Some practice questions
The majority of professional players on the ATP and the WTA tours now use polyester
strings made by Luxilon, a company that specialised in the past in manufacturing fibres
for female undergarments. The trend was started by the then little-known Brazilian
player Gustavo Kuerten who more or less by chance discovered that this string was
almost completely dead meaning that the players are able to swing much harder at
the ball and impart much more spin on it without it flying off uncontrollably as it would
do with a traditional gut string. Kuerten of course went on to achieve much success
and, in the clay court game at least, is regarded as one of the modern greats. His most
lasting legacy though may not be his titles, rather it may be that his use of a material
primarily made for womens bras allowed him and successive champions to change how
the tennis ball flew.
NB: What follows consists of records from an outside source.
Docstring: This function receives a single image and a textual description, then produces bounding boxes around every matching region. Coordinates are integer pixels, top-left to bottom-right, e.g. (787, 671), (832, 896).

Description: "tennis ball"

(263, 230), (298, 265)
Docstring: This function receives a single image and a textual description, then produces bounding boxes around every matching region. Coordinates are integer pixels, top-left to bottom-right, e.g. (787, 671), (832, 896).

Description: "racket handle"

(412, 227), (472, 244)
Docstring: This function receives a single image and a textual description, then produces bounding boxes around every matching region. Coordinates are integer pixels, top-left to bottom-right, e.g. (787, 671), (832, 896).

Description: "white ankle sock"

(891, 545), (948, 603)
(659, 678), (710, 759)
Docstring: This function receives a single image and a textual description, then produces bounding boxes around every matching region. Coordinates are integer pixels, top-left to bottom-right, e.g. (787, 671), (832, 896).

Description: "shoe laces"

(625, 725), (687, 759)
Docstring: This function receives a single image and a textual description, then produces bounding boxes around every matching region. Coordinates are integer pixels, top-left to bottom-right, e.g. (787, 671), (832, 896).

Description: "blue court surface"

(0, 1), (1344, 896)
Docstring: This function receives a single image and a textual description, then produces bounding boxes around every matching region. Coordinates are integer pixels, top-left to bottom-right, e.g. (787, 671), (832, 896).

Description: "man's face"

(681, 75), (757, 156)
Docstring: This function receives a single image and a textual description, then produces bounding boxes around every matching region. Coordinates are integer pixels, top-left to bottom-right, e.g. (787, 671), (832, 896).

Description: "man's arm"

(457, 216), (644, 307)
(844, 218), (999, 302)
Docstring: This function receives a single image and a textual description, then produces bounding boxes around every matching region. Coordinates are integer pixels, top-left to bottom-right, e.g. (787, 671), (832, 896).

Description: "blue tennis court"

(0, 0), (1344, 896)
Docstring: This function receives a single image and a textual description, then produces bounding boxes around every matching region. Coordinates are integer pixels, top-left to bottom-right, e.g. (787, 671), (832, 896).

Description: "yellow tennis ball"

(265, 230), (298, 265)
Players were able to find completely new angles on the court
because, in the hands of a master, a shot hit with a luxilon string that might look as if it
were heading way out of court would suddenly drop like a stone, describing an almost
perfect parabola. This technological innovation has revolutionised the way in which the
game is now played. For example, Roger Federer, a man who many regard as the
greatest player of all time, may have begun his career as an attacking all-court player,
but in latter years he has been forced become a much more defensively orientated
player who chooses his time to attack more carefully. Indeed, he is on record as saying
that new string technology has changed the face of the game and that he has had to
adapt his game to counter players who stand behind the baseline and produce winning
shots from almost nowhere.



True/False/Not Given - Luxilon
Question 1
Roger Federer uses luxilon to string his tennis racket.
A
True
B
False
C
Not Given
Question 2
The use of luxilon allowed players to hit new types of shots.
A
True
B
False
C
Not Given
Question 3
Roger Federer has always played an attacking game of tennis.
A
True
B
False
C
Not Given














Tip one Underline the part of the text that shows the
answer
A forgotten reading skill is to learning how to read intensively when you are looking
for the answer itself. Forget key words they only show where to find the answer.
Once you have found the right part of the text, read very carefully you want to
find something that says:
1. This agrees with the information in the question True
2. This contradicts the informnation in the question False
Do NOT read generally at this point. You want to find something you can underline.
If you cannot find anything specific that you can underline, then the answer is likely
to be Not Given.
Tip two refer back to the whole question and think about
its meaning
IELTS reading is designed how well you understand reading passages. This means
you always want to focus on meaning when you are looking for the answer. Once
you have found the right part of the text, forget key words. Its quite possible to
find words in the text that match words in the question, but the overall meaning is
quite different.
1. Go back to the question and re-read it carefully focus on the little words
too (some, never, generally etc), these can change the meanings of questions
dramatically. Ask yourself if you are looking for something absolutely true or
something that is qualified in some ay.
2. Re-read the text. Does it mean the same as the question? Make sure you check the
text and question against each other that they mean the same thing.